At the Museum of Natural History, in the hall of mammals big and small, I saw a glimpse of our future.
It looked goofy, and embarrassed. Like a person caught picking their nose.
Underneath the blue whale, tucked away in a quiet corner, is an expertly crafted diorama of a giant squid attacking a sperm whale.
The scene is dark, as if taking place in the depths of the ocean.
All you can really see is the panic in the whale’s eyes.
As I was taking in its silent horror, a little kid asked his nanny for her phone and then turned on the flash to light up the display.
Suddenly the scene looked garish and cheap.
From corner to corner, the child exposed all of its parts with the light, until finally the booger was out, the idea extinguished.
Off the child went and the scene was once again pulsating in the darkness.
A second later, a tween walked up and immediately turned on her phone as flashlight.
If someone wants to pour ketchup over their well-done $700 steak, that’s their loss. But when they burn mine to a crisp and bring it soaked in catsup, we have a social problem.
The “empowered consumer” is quite capable of ruining an experience for all of us.
A few days later, a friend reminded me of the alleged Second Screen Mandate at Netflix, where shows have to be dumbed down so that people can enjoy them while LOOKING AT SOMETHING ELSE.
So much for disruption.
This was the standard telenovela formula; television for people who were busy doing other things.
Have your characters explain the plot, all the time, and don’t put too much on the screen. (Dumb it down.)
Back at our hotel the television had been set to “sports mode” and every movie we played, including masterpieces like Beverly Hills Cop (1984), looked like video game cutscenes. Cheap. Plastic. Fake.

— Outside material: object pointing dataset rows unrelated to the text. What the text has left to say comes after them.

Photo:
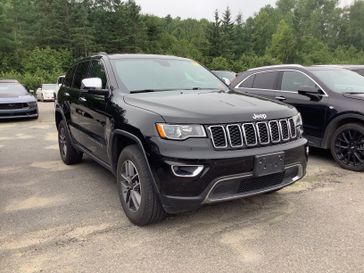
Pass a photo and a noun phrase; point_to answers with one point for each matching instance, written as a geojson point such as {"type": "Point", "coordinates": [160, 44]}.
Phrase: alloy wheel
{"type": "Point", "coordinates": [349, 147]}
{"type": "Point", "coordinates": [130, 185]}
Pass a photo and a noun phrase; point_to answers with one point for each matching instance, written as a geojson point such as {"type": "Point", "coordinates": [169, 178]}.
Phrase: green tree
{"type": "Point", "coordinates": [283, 45]}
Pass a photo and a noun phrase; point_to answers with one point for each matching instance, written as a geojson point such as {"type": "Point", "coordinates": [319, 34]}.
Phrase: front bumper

They call this motion smoothing “the soap opera effect” because it reminds viewers of so-called disposable or cheap television.
The remote control in the room could not access the underlying settings. All we could do was choose which movies to degrade.
Like a TV picture that can’t be improved, when a dominant player makes purposely dumb art – garish, without nuance, cheap – it’s the opposite of progress.
That is, unless your idea of progress is: first make it good, then make it big, then make it cheap, because by then your market dominance allows you to deliver ROI for investors while worsening the product, and thus shortchanging the viewer.
By now, we all know that what's good for Wall Street is not always good for Main Street.
That applies to how we see the world and our place in it.
Distracted viewing, like distracted driving, is devolution. A positive turned into a negative.
If that’s our future, we’re going backwards.
I don't know if the kids will one day stop using their phones as flashlights at the Museum of Natural History. I hope so.
But I'd just as soon add a secret message that can only be seen with a light. It would read:
"You're making it worse! Use your imagination."
I am looking for full-time employment. Can you help?
They are happy with me where I am but in good conscience I cannot stay. We are willing to move, possibly even abroad.
Thank you for any advice!
Movies
Adam's Rib (1949) is excellent.
As I commented on Instagram after watching it, "It's a blessing that, by chance, movies were first made without sound so that an entire visual language of staging for the camera could be developed."
Of course, languages die out. That depends on us.
In any case, I strongly recommend it.